For pre-interview research, question design, attribution agreements, and consent scripts, use the interview-prep skill. The notes here cover only the recording configuration that affects transcription quality.
# Standard recording configuration for clean transcription
RECORDING_SETTINGS = {
'format': 'wav', # Lossless for transcription
'sample_rate': 16000, # Whisper resamples to 16k anyway; 16k saves disk
'channels': 1, # Mono is fine for speech; stereo only if mics are positionally distinct
'backup': True, # Always run a backup recorder
}
# File naming convention
# YYYY-MM-DD_source-lastname_topic.wav
# Example: 2026-05-08_smith_budget-hearing.wav
Two-device rule. Always record on two devices. Phone as backup minimum. If using a wireless lav mic, the recorder built into the lav unit is one device; the phone running a backup app is the second.
Mono is preferred unless each speaker has their own dedicated microphone routed to a distinct channel. Stereo with both speakers bleeding into both channels is worse for diarization than clean mono.
Vanilla OpenAI Whisper transcribes audio to text but does not assign speaker labels. To get diarized output ("Speaker 1:" / "Speaker 2:" / etc.) you need a tool that combines Whisper with a diarization model — typically WhisperX (m-bain/whisperX), which wraps faster-whisper transcription with pyannote.audio diarization and produces word-level timestamps with speaker IDs in one pass.
from pathlib import Path
import subprocess
import json
def transcribe_interview(
audio_path: str,
output_dir: str = "./transcripts",
diarize: bool = True,
hf_token: str | None = None,
min_speakers: int = 2,
max_speakers: int = 2,
) -> dict:
"""
Transcribe an interview using WhisperX (Whisper + pyannote diarization).
Returns a transcript with word-level timestamps and speaker labels.
Diarization needs a Hugging Face token with access to the pyannote
speaker-diarization-3.1 model.
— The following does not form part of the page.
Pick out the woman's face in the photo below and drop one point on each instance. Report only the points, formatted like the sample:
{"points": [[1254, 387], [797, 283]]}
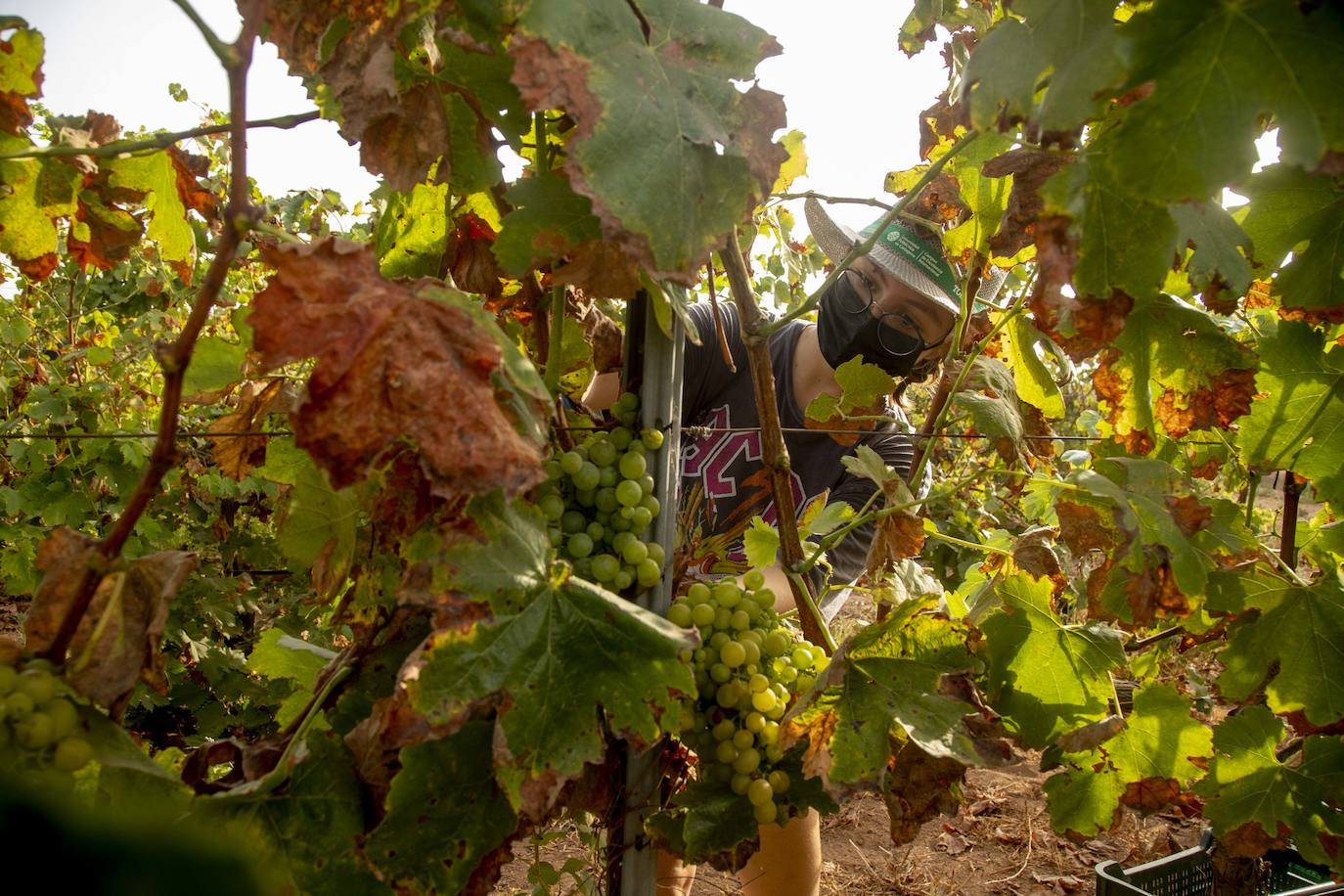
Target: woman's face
{"points": [[890, 295]]}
Accept the model EULA at
huggingface.co/pyannote/speaker-diarization-3.1 once, then pass the token.
"""
Path(output_dir).mkdir(exist_ok=True)
cmd = [
'whisperx', audio_path,
'--model', 'large-v3',
'--output_format', 'json',
'--output_dir', output_dir,
'--language', 'en',
'--compute_type', 'int8', # CPU-friendly; use 'float16' on GPU
'--min_speakers', str(min_speakers),
'--max_speakers', str(max_speakers),
]
if diarize:
cmd.append('--diarize')
if hf_token:
cmd += ['--hf_token', hf_token]
subprocess.run(cmd, check=True, capture_output=True)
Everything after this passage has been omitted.